I was amazed that there are people out there trying to get high performance from Java. They are writing with the computer architecture in mind and doing tricks like padding a variable with 7 longs on each side to ensure that it's the only variable on a cache line. That is, anytime the CPU pulls data from a cache, it gets a chunk of bits from memory (either from registers, one of the caches on the processor, the cache outside the processor, or from RAM). The chunk of bits the CPU retrieves is always the same size, and the idea behind the disruptor is that ensuring that the chunk will only ever contain one variable will prevent the contention for resources that might arise if two variables on the same cache line were needed by different CPU cores simultaneously.

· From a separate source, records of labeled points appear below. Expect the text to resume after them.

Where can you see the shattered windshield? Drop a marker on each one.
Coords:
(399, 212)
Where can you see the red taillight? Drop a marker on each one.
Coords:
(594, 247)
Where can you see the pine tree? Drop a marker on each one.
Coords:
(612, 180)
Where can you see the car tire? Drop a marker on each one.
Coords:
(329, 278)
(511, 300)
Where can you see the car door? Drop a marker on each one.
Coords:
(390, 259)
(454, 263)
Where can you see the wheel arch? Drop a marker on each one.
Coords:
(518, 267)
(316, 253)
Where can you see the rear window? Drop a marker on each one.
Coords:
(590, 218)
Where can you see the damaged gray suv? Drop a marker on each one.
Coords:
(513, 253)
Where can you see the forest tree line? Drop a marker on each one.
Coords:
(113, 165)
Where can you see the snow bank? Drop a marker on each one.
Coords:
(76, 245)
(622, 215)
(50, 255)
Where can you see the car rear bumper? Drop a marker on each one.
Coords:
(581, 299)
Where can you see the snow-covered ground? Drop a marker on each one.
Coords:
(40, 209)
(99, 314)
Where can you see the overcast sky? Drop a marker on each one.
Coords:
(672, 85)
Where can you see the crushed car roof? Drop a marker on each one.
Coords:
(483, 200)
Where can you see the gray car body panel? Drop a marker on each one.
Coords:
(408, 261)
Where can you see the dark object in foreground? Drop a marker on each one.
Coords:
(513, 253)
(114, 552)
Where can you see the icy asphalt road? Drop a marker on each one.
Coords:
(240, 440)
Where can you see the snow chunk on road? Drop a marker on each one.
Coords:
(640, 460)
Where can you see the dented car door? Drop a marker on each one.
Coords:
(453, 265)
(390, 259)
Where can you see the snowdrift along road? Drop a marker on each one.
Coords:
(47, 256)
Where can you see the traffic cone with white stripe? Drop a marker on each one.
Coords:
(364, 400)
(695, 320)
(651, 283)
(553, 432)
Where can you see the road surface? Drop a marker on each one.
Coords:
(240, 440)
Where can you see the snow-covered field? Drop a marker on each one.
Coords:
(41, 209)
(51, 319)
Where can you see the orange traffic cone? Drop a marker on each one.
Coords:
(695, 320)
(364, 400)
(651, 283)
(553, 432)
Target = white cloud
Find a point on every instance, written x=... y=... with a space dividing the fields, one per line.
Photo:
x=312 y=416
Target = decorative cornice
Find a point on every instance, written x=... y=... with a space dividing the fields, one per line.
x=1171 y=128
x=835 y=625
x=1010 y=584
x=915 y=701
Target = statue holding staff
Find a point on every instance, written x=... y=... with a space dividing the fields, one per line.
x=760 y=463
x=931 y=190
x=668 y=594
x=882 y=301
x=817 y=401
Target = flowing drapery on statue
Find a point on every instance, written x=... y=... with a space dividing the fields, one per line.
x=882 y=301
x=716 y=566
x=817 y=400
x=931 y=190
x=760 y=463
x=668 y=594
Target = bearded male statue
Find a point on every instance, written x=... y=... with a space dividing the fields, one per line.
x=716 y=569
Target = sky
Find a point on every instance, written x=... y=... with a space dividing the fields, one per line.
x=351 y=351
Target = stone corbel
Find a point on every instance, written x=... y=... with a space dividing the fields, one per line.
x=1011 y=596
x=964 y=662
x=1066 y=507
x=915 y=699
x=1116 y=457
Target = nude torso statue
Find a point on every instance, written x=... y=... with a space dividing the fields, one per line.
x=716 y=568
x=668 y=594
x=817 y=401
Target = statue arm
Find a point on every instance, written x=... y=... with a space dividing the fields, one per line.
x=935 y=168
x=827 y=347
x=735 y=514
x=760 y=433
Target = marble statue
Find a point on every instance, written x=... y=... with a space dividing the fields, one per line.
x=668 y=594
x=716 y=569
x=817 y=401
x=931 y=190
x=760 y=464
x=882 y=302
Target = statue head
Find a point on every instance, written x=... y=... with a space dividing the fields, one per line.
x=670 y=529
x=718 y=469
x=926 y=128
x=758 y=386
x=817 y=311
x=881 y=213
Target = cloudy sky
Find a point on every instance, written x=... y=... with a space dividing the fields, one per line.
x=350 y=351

This is just one of the ideas implemented by LMAX in their disruptors pattern. The whole things is very slick and looks like Java that you would never write in production, but they did it because it runs very fast on their architecture. This is code that's usually reserved for C or assembly, a low-level language where you can directly address memory. The fact that LMAX is mixing low-level memory manipulation with a high-level language like Java is mind blowing. I've always thought of Java as too slow for high performance computing, let alone to high-level for memory manipulation. But LMAX has shown me otherwise.
The Scala implementation is still a work in progress, so there wasn't much talk of it other than showing a couple lines of code and pointing to the Github repository. The ideas presented in the meeting were fascinating, and they were a good reminder that even though I don't need to care about 100-ns versus 10-ns access times, it's always good to write software that responds rapidly.